Hewlett-Packard's mid-2008 acquisition of Electronic Data Systems (EDS) helped propel 116 percent year-over-year revenue growth for HP Services in the just-completed first quarter, even as the computing giant's five other main business groups all saw sales shrink against the year-ago period.
"I'm especially proud of our services segment. The EDS integration is ahead of the operational plans we shared with you last year," HP CEO Mark Hurd told financial analysts Wednesday during a call to report the company's first-quarter earnings.

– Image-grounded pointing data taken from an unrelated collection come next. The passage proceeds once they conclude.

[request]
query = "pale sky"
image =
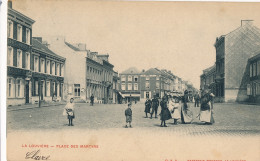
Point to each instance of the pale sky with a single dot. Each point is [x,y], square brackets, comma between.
[178,36]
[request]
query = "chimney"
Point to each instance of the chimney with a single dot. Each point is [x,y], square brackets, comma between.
[38,38]
[45,43]
[10,4]
[246,22]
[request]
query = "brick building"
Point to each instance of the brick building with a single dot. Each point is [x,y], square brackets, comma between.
[232,53]
[19,46]
[130,84]
[253,79]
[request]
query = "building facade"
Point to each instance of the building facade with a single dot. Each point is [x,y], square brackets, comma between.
[232,53]
[47,79]
[253,86]
[19,46]
[130,85]
[75,67]
[207,81]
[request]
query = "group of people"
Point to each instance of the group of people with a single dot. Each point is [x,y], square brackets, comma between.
[172,107]
[178,107]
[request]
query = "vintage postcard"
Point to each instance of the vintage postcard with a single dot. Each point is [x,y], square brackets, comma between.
[132,81]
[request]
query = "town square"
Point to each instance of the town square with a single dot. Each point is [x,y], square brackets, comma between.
[125,81]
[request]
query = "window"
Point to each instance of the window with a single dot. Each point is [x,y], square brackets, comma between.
[42,65]
[36,64]
[36,88]
[129,86]
[62,70]
[43,88]
[10,29]
[251,70]
[18,84]
[48,67]
[258,67]
[254,69]
[53,88]
[19,32]
[58,89]
[136,78]
[129,78]
[147,94]
[27,60]
[58,70]
[48,90]
[77,90]
[53,68]
[10,87]
[147,85]
[157,85]
[123,78]
[10,56]
[28,36]
[123,86]
[19,58]
[135,86]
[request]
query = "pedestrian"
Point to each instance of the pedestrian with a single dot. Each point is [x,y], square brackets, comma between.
[155,104]
[206,109]
[147,107]
[176,113]
[92,100]
[186,114]
[69,111]
[197,99]
[165,113]
[128,115]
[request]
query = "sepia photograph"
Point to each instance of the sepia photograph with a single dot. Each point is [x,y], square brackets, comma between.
[132,80]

For the just-finished quarter, HP grew its revenue 1 percent to $28.8 billion, up from $28.5 billion in the first quarter of 2008. But sequentially, HP's revenue dropped by more than $4.8 billion against the fourth quarter of 2008, evidence of the "tough market" Hurd described on the call.

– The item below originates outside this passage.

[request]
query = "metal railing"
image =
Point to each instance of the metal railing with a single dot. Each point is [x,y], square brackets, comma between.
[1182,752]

HP's first-quarter profits of $1.9 billion were down 13 percent year-over-year.
The company does not expect conditions to improve in the second quarter of 2009, possibly not for the rest of the year.
CFO Cathie Lesjak said HP is projecting a 2 percent to 3 percent decline in revenue for the current quarter against Q2 of last year, and a drop of 2 percent to 5 percent for the full year as compared with 2008.
While HP Services enjoyed a giant revenue bump to $8.7 billion over the prior-year period and profits of $1.1 billion, other business segments performed more in line with the difficult economy. Revenue for HP's Personal Systems Group (PSG) and Imaging and Printing Group both dropped 19 percent year-over-year, and the company's Enterprise Storage and Servers business saw its sales decline by 18 percent.
Hurd described HP's quarter as "one of our strongest from an execution perspective" given the economic conditions. HP would continue to cut costs in the coming quarter, plans which could include layoffs but not in R&D, the chief executive said.
Asked about issues with PSG inventory in the channel, Lesjak said HP is currently "up a week." But she downplayed concerns by noting that by historical standards, the situation was not particularly notable.
"We'll get [channel inventory] nailed," Hurd added. The CEO also promised that the current slowdown of commercial hardware refresh rates would eventually pay off with "a big refresh opportunity."
"I can't give a specific date, but this will turn and we want to be in a position to garner a significant portion of it," he said.
Hurd also fielded a question about the "cannibalization" of PC notebook sales with the recent success of cheaper, smaller netbooks.
Apologizing for having to "duck the question," he said HP needs more data to determine if this is happening, but did point to numbers from "people who claim expertise" that about 20 percent of netbook purchases could be described as directly cutting into what would have previously been sales of more profitable notebooks.